Savoureux comme la plume de
Lucie Castel et les nombreuses punchlines qui parsèment le récit. Qu'il s'agisse des dialogues ou de la narration, le texte ne se départit presque jamais de son côté acidulé. C'est drôle, sans forcer.
“ – On n'a plus de carrés noir cédrat et whisky P & M ?
– Non, chef, c'est tout ce qui nous reste, répond Joshua, le responsable des ventes.
– Nous n'avons rien d'équivalent sur les plaques ? Parce que les bigotes vont sortir de l'église et elles vont toutes en vouloir.
– Nous avons un praliné à la liqueur d'arbouse et piments.
– C'est de l'alcool, elles prendront.”
Et des comme ça, il y en a presque partout. Ça fuse avec beaucoup de naturel, entre Lucca et son caractère cynique, le côté blasé de Cat ou les terrifiantes Elena et Blanche, les matriarches qui font la pluie et le beau temps (mais surtout l'orage) à Sartène. Même Dom, doux comme un nounours, ne manque pas de traits d'humour à l'occasion.

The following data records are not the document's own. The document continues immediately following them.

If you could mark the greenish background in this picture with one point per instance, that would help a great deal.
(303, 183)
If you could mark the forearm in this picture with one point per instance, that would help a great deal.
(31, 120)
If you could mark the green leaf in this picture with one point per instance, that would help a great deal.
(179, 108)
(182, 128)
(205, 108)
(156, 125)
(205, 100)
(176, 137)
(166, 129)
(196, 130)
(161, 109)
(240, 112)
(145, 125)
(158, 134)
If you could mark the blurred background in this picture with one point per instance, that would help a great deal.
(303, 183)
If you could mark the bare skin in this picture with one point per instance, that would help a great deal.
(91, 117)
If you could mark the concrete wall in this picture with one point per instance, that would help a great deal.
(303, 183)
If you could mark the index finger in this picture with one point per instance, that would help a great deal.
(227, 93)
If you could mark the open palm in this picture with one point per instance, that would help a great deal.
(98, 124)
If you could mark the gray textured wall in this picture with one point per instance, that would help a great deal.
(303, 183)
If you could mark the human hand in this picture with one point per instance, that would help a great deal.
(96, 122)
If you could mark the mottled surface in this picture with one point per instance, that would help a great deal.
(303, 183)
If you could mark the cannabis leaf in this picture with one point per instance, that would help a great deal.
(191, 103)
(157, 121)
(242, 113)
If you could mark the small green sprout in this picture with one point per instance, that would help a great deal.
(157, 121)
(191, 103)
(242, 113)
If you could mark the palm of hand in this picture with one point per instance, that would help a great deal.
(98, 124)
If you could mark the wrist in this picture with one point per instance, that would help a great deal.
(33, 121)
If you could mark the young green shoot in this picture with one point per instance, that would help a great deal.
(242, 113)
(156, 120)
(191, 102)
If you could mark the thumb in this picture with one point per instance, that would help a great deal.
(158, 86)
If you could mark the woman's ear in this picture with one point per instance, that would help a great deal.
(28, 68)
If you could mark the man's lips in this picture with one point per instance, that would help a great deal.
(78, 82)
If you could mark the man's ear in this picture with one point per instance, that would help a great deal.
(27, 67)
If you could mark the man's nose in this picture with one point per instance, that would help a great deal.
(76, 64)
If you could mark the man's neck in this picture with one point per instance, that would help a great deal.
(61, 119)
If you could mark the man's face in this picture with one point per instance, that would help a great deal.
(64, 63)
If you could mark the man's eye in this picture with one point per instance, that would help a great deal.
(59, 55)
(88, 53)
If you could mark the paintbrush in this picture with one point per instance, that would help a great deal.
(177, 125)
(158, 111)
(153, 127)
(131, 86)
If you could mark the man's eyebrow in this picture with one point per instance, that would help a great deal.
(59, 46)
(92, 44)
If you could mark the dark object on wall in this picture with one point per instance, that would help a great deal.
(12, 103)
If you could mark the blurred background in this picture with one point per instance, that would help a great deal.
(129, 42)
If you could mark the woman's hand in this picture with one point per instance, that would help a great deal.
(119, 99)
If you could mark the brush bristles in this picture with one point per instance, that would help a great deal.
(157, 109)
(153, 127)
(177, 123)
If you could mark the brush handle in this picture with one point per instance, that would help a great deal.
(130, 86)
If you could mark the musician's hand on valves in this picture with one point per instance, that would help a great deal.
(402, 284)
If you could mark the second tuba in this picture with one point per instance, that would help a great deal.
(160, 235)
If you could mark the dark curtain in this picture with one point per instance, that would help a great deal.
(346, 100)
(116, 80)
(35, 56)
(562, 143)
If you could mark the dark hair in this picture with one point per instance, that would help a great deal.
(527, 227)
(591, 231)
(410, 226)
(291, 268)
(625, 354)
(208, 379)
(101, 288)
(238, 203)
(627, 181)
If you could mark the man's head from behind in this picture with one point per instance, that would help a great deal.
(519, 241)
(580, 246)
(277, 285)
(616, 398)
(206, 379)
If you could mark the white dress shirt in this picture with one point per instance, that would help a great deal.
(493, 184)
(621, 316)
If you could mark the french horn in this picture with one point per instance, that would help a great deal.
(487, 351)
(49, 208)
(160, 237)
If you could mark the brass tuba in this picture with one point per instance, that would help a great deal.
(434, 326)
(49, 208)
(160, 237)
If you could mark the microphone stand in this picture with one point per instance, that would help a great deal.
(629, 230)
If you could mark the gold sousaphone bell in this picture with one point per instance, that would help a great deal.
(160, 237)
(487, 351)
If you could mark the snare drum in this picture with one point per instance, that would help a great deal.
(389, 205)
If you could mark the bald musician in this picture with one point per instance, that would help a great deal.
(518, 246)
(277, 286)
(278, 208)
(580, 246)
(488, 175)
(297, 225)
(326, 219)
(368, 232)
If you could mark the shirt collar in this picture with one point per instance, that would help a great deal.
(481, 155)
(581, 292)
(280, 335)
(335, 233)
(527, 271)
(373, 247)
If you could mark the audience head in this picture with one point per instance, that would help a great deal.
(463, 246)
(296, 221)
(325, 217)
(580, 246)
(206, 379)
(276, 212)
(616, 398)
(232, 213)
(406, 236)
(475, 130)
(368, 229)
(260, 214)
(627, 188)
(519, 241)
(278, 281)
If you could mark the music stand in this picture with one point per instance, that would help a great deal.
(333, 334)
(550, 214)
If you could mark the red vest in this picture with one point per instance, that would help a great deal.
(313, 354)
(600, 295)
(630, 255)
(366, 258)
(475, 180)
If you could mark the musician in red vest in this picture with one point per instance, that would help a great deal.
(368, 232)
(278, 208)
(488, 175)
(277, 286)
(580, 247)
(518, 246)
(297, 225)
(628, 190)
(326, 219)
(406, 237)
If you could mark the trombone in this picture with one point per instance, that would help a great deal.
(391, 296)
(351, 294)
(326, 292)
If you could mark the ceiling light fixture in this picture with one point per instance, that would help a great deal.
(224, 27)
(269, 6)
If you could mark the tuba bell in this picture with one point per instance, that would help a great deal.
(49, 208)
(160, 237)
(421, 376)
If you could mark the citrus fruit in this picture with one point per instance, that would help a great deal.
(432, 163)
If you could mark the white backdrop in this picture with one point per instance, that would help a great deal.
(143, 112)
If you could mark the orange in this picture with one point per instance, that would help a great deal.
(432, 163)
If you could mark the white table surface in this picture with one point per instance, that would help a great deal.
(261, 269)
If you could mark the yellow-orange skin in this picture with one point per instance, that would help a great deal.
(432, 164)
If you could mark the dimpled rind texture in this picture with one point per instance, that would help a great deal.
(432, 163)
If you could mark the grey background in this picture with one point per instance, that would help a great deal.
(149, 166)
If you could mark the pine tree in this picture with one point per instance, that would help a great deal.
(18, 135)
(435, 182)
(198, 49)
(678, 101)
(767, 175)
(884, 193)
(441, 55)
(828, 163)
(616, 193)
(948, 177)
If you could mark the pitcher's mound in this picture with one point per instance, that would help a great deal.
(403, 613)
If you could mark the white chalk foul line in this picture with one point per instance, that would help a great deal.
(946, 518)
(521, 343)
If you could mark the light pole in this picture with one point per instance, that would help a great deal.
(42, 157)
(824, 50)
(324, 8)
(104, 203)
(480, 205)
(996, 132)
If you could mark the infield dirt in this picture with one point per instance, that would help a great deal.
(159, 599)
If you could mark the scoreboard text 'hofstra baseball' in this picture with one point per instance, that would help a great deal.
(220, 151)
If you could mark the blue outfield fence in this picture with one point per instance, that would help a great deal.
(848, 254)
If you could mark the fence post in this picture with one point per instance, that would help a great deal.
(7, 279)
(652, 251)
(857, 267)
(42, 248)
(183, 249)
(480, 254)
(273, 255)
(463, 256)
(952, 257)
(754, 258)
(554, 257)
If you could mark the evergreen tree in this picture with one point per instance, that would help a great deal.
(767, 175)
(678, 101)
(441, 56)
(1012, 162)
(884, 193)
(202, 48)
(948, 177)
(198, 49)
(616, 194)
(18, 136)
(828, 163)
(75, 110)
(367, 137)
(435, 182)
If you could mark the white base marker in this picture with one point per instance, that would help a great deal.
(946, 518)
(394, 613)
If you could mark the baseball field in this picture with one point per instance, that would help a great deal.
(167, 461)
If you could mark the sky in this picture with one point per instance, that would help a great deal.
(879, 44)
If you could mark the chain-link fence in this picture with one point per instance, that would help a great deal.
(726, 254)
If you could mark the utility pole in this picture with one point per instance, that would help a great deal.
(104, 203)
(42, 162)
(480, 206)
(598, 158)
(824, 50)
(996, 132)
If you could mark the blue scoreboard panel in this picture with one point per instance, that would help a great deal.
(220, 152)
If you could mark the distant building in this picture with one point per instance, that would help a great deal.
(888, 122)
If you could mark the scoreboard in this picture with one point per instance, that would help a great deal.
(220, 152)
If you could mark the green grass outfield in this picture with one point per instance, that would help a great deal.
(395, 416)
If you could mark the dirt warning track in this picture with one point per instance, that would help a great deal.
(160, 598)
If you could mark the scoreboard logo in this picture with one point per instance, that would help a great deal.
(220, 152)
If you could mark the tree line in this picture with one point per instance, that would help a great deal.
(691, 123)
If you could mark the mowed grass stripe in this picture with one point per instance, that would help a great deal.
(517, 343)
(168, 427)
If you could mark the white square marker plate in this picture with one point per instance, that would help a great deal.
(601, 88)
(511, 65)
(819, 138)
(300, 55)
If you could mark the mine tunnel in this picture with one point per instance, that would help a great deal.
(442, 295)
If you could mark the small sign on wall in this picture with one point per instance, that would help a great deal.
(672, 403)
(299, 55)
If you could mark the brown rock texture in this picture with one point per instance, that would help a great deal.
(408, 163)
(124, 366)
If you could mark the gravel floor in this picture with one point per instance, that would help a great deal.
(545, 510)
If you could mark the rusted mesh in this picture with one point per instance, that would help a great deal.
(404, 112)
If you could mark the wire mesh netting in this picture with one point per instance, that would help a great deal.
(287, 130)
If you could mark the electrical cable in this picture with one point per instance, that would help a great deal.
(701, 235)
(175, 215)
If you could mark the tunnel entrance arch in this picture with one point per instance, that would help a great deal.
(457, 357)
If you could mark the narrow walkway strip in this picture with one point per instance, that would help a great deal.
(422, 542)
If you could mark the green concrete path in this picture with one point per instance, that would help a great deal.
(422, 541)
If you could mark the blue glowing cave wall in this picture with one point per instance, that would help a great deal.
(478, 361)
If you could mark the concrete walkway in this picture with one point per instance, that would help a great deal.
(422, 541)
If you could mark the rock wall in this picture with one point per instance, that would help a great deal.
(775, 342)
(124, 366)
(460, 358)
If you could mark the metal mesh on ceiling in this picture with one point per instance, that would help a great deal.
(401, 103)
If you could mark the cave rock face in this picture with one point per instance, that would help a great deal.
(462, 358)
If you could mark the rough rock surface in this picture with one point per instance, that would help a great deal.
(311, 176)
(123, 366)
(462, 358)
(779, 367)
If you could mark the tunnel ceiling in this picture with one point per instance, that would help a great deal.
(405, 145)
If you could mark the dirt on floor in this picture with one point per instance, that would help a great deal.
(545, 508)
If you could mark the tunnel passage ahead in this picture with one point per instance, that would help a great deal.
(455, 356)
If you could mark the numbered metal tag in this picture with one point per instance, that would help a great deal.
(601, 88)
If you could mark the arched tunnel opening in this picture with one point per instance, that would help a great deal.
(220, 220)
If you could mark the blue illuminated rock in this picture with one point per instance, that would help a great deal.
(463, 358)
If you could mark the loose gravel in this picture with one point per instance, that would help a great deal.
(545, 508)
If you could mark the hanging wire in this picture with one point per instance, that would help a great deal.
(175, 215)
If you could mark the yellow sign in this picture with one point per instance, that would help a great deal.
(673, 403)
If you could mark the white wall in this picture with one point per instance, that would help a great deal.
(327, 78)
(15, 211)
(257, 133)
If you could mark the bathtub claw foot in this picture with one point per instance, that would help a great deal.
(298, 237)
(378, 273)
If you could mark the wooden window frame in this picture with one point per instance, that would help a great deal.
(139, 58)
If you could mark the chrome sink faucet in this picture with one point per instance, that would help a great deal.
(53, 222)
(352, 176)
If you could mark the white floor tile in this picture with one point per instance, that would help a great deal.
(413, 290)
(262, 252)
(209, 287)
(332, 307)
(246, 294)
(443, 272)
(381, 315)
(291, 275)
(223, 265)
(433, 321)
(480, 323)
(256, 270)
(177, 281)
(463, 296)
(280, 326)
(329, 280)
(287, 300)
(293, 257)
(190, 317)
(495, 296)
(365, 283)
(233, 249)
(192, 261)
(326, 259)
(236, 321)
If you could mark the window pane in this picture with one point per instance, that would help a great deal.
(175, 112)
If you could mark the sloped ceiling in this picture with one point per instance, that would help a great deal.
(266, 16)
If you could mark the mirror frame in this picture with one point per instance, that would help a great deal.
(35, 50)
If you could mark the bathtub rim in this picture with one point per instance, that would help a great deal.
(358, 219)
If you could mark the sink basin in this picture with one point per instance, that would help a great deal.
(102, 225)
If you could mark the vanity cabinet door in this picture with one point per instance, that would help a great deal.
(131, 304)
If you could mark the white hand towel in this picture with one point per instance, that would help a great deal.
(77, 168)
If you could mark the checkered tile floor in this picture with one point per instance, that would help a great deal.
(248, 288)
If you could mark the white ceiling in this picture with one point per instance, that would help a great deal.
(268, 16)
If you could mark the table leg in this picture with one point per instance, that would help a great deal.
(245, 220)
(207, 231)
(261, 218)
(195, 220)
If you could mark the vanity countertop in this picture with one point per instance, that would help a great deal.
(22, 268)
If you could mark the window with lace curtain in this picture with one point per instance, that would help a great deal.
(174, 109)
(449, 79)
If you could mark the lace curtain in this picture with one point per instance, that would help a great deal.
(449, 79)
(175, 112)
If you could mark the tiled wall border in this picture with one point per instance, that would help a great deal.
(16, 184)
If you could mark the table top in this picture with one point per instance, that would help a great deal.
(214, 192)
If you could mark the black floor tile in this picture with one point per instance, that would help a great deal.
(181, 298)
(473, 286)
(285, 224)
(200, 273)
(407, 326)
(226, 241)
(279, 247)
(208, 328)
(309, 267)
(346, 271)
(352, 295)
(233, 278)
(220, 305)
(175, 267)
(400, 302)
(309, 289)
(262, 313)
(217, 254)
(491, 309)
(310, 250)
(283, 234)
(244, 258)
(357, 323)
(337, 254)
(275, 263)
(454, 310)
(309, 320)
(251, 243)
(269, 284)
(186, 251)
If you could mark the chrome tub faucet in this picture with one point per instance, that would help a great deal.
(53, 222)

Savoureux comme des personnages juste assez loufoques pour être attachants tout en restant crédibles. L'autrice joue avec les clichés sans pour autant tomber dans la caricature, entre le gars un peu acide mais pas trop, une héroïne cabossée mais pas pathétique, de fières cheffes de clans Corses certes fort peu commodes mais pas antipathiques, un frère avec une façon un peu naïve de voir les choses mais pas bête pour autant, et l'inénarrable Ursula, l'employée un peu bimbo qui ne risque clairement pas de réinventer la poudre mais possède d'autres qualités, dont un sens du commerce imbattable. Comme en cuisine, en somme : tout est question de dosage et ici,
Lucie Castel a parfaitement maîtrisé sa recette. On regrettera juste de ne pas voir davantage le chat. Ou que certains, comme Natalie ou
Marc-Antoine, soient finalement un peu en retrait.
Ceci dit, si l'aspect guerre des clans n'est en fin de compte pas si présent que ça, on a tout de même droit à plusieurs intrigues secondaires. La première étant liée à la stérilité de Cat, que
Lucie Castel aborde avec délicatesse, prouvant qu'il est tout à fait possible d'aborder des sujets graves sans tomber dans le mélo. La romance n'arrive d'ailleurs pas avant la seconde moitié du récit. Si elle s'intègre parfaitement au reste et paraît plutôt naturelle, elle apparaît plus comme un bonus que comme le sujet du récit.
La guerre des papilles est une histoire de réconciliation, pas seulement entre deux familles rivales, mais surtout celle de Cat avec elle-même.
Alors certes, tout n'est pas parfait. Certaines ficelles tombent un peu comme un cheveu sur la soupe (notamment l'affaire du magazine), d'autres auraient mérité un peu plus de développement (l'histoire et l'évolution de Charlotte). Mais franchement, on le remarque à peine et on passe outre facilement car on rit beaucoup, on rêve de l'été Corse et surtout, on se régale à chaque description de dessert. C'est léger, c'est frais, sérieux à l'occasion, mais jamais écoeurant !
Définitivement l'une de mes meilleures lectures depuis le début de l'année.